A man going on a trip entrusted three servants with separate portions of his wealth, each according to their abilities. To one he gave five talents, to another he gave two talents, and to a third he gave one talent.
(Paraphrased from Matthew 25)

An enduring truth in my life has been that I have two talents, while my husband has five. God has given him gifts in many areas, and He has given me gifts in a few areas.* God has also given him more energy with which to grow his talents. I have always had less energy, though it’s especially pronounced in my forties.
But God gives us both the same task: to nurture the talents we have been given and to pour them out for others. To make my talents grow, I have to steward my energy well, which often looks like saying “no” when others with more energy talents might be able to say “yes.” Investing my God-given gifts means honoring my God-given limitations.
In biblical times a talent had enormous value. Some calculations indicate that a single talent was worth about seventy-five pounds of silver, while other sources say it was about twenty years of wages. We don’t know for sure, but we do know that a talent was worth a lot.
And so it is with us today. Each talent that God gives a person is valuable. Gifts aren’t worth more or less in the kingdom — though God may appear to give some of us more than He gives others.
Not that I’m accusing God of giving me too little or my husband too much.

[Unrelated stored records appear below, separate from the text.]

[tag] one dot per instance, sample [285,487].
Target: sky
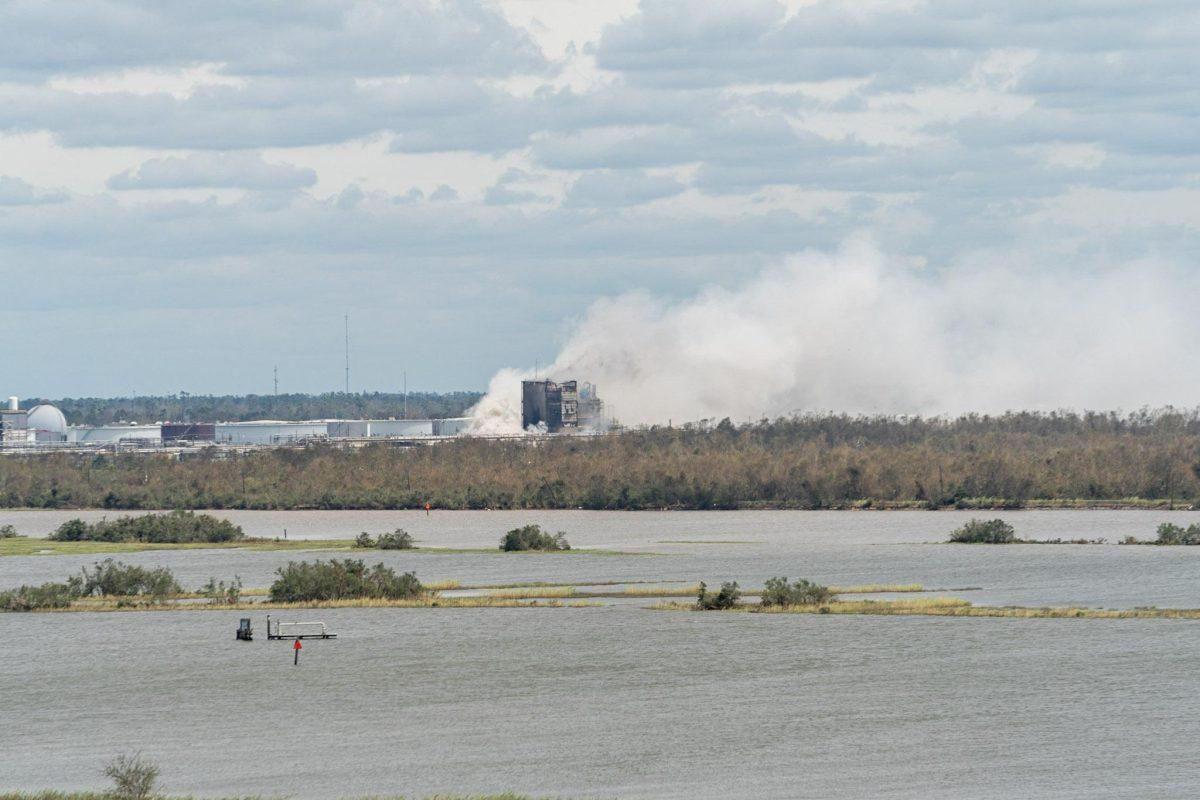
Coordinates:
[192,194]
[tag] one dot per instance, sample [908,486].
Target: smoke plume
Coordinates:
[852,331]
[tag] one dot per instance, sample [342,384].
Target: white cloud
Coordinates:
[661,144]
[214,169]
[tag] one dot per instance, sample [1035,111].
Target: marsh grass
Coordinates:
[429,601]
[574,590]
[27,546]
[49,794]
[951,607]
[877,588]
[711,541]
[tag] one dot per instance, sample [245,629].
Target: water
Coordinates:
[623,702]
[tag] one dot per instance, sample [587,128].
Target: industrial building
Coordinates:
[559,407]
[45,426]
[40,425]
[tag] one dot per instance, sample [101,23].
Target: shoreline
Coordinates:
[869,504]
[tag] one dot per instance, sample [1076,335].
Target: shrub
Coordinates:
[401,540]
[533,537]
[174,528]
[133,776]
[301,581]
[978,531]
[778,591]
[48,595]
[1173,534]
[727,597]
[112,577]
[219,594]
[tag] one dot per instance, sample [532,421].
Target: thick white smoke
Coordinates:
[855,332]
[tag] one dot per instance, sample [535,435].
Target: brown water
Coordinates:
[622,702]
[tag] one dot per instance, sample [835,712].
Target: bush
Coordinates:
[219,594]
[533,537]
[778,591]
[727,597]
[401,540]
[1173,534]
[133,777]
[114,578]
[174,528]
[301,581]
[48,595]
[978,531]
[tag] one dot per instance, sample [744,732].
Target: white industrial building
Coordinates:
[46,426]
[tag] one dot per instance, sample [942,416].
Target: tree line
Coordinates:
[803,462]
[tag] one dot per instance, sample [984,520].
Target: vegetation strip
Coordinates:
[30,546]
[948,607]
[817,461]
[573,590]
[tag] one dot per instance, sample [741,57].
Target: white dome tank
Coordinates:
[48,419]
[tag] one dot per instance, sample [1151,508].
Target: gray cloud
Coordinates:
[213,170]
[15,191]
[972,132]
[616,188]
[301,37]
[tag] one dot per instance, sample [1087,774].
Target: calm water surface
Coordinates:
[622,702]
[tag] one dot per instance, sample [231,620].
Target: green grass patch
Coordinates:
[951,607]
[709,541]
[28,546]
[49,794]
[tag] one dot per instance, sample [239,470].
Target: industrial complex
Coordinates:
[45,427]
[547,407]
[559,407]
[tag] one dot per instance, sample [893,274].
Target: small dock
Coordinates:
[297,631]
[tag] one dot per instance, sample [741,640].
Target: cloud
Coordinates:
[1053,136]
[610,188]
[213,170]
[508,191]
[855,331]
[303,37]
[15,191]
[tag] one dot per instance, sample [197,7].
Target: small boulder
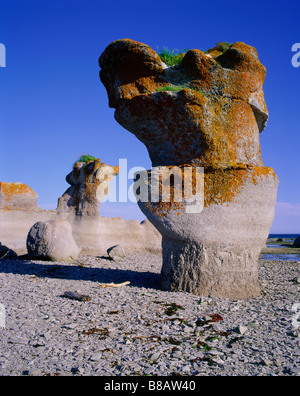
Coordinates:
[116,253]
[6,252]
[52,240]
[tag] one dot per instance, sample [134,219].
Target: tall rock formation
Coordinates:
[206,112]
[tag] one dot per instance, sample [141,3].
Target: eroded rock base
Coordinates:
[230,272]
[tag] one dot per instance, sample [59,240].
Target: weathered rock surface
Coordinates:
[6,252]
[17,196]
[116,253]
[89,185]
[205,112]
[52,240]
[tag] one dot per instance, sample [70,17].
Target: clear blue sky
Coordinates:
[53,106]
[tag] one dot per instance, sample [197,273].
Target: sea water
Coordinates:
[282,257]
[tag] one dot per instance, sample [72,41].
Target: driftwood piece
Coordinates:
[76,296]
[106,285]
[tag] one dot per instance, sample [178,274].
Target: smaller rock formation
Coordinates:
[89,185]
[116,253]
[52,240]
[17,196]
[6,252]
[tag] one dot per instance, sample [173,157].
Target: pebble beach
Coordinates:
[138,329]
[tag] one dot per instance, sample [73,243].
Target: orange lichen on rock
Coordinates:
[17,196]
[212,120]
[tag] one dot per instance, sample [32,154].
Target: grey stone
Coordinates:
[52,240]
[116,253]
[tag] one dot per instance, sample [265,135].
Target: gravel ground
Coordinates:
[140,330]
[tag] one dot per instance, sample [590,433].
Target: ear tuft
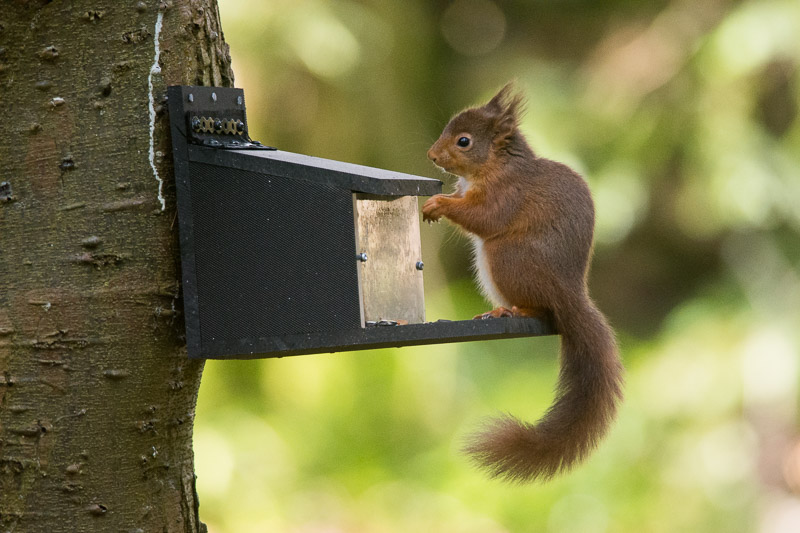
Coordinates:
[506,108]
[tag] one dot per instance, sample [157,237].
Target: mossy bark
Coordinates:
[97,396]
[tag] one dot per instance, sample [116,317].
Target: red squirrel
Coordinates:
[531,221]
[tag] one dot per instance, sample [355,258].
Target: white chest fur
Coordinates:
[483,273]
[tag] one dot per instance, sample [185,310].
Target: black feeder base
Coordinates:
[270,255]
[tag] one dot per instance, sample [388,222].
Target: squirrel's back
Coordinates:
[532,223]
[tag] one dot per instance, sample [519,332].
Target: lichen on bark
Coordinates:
[97,396]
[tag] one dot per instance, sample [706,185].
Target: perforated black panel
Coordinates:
[273,256]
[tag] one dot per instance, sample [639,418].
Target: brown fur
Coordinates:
[536,220]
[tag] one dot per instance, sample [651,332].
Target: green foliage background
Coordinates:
[683,117]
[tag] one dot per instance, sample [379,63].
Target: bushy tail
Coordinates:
[588,392]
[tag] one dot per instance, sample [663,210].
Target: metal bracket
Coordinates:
[215,119]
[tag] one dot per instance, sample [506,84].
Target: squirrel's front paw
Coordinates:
[432,209]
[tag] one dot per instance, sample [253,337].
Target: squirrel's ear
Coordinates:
[505,108]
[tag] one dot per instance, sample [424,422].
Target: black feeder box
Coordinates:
[287,254]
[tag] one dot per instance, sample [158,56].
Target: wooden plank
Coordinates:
[387,231]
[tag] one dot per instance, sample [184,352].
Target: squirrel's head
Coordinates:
[477,135]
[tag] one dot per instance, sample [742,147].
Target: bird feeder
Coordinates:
[288,254]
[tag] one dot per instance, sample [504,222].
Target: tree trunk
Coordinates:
[97,396]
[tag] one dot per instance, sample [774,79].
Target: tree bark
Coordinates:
[97,395]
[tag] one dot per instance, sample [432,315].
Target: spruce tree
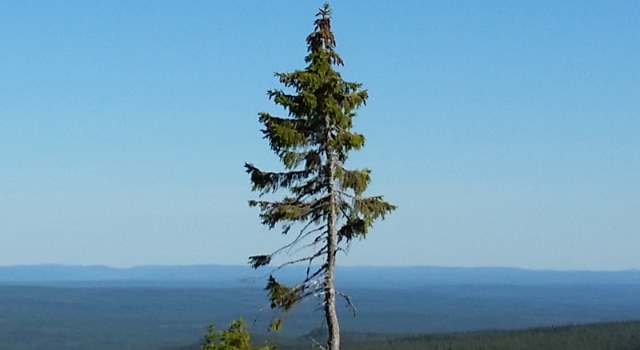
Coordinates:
[325,204]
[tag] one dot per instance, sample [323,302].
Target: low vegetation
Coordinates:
[619,336]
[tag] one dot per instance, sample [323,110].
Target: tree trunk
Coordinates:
[331,316]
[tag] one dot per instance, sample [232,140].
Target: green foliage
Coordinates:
[313,143]
[235,337]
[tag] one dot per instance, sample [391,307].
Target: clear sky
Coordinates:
[507,132]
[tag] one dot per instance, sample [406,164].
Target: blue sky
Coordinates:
[507,132]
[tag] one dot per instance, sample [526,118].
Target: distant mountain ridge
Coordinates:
[347,276]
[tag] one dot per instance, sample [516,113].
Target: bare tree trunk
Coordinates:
[331,316]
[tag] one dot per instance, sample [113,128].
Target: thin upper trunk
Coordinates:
[333,327]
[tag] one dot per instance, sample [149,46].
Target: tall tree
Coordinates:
[325,202]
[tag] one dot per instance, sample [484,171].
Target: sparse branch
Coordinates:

The differences between us don’t usually bother me anymore. I know the God who made me and in whose image I was created. I know the One who knit me together in my mother’s womb just the way He intended. And I know He’s given me talents that He calls me to use in encouraging others and bringing Him glory.
Still, I have fewer talents than some, and far less energy than many. My talents aren’t very flexible; if I’m pulled too far in one direction or simply in too many directions at once, I don’t stretch. I don’t bend or spring back. I just crack. In my forties I am brittle.
Sometimes I wonder why God made me with such limitations, which have always been present but which are exacerbated in midlife. But when I get alone with God and quiet my soul, I find I know the answer to this question. God has given me limitations so that I will depend on Him. So that all the glory He gets from the talents He has given me? I’ll know He’s the source of it all — the gifts and the talents and the time and the energy and even the discernment to steward them well.
Accepting the reality of our limitations is key to investing our talents in the economy of the kingdom. The servant with the single talent didn’t really understand his own fear or the heart of his master. He didn’t understand that the master wanted him to do something, even if that something was small or yielded only small growth. And he didn’t understand that his fear was keeping him from doing the small things he could do.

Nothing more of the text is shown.